So, following on from my last post, you’ve picked up on what you think is the mechanism of injury and you’re going after it. In my own mind, this is the same as coaching any other athlete. The only difference is that with an uninjured athlete your focus is more performance based like increasing vertical jump or change of direction speed. In rehab, my main driver is to make a change in the way the athlete moves and to strengthen any structures that need it. Performance is still on my mind but in these instances, the athlete isn’t visiting me to jump higher, their primary aim is to get back on the pitch.
So, exercise selection. This comes from a clear idea of what areas you think are going to have the biggest impact on getting back to competition.

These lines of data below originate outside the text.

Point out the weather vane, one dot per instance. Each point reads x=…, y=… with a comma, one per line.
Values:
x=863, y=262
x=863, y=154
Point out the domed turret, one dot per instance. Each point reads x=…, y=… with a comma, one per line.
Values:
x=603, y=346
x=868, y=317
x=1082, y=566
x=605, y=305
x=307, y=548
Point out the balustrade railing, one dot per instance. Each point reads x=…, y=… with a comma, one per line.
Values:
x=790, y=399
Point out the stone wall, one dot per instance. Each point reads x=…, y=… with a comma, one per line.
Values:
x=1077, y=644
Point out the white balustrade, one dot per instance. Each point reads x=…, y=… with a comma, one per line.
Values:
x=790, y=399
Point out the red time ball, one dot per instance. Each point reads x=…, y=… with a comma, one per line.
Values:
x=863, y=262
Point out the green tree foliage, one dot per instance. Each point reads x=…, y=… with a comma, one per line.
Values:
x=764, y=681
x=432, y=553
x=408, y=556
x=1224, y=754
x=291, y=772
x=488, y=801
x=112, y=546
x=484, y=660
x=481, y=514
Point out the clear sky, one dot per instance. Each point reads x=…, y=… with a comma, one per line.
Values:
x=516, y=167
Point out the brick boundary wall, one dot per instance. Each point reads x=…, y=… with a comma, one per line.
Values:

Strength, mobility, neuromuscular control and postural change are all areas that may be considered. This will narrow down your selection. Other considerations are logistical, what equipment do they have access to, what’s their training age, how well do they respond coaching, there’s no point selecting exercises that are going to be butchered as soon as they are unsupervised. There are plenty of occasions where I’ve pulled an exercise during a session because the athlete isn’t able for it, I have a finite amount of time to coach the exercise so I always have a plan B. This is something I’ll explain to them.
I also have to be militant about the technique and learning environment. The athlete has had their go at self organising in their previous environment and it got them injured. I have to create a new attractor state and that means creating rules so that they spend as much time away from the old one as possible. As I start to see changes, I can increase the difficulty for the athlete and challenge that new state to further reinforce it. It’s no different from normal S&C work except I allow less variability in the movements initially.
With actual exercises themselves, I will change them to suit the individual. Change foot positions, ranges of motion and cues depending on what I want the athlete to get out of it. I don’t think there’s always a single way to do an exercise. For example a step up, sometimes I’ll start with both feet on the floor, sometimes 1 on the box, sometimes just on the ball of the foot on the step. I’ll target attention to the direction their head travels, what they do with their foot, their body movement over the foot, their knee drive or hip hike depending on what I need to alter in their movement. I don’t have a single script for each exercise. I’ll try to experiment a bit too, if something works then great it’s a keeper, if not I’ve learnt something and it gets put to one side.
The main idea I have in my head is that I have to rehab the injured athlete and not the injury. As a result there is always an element of individualisation.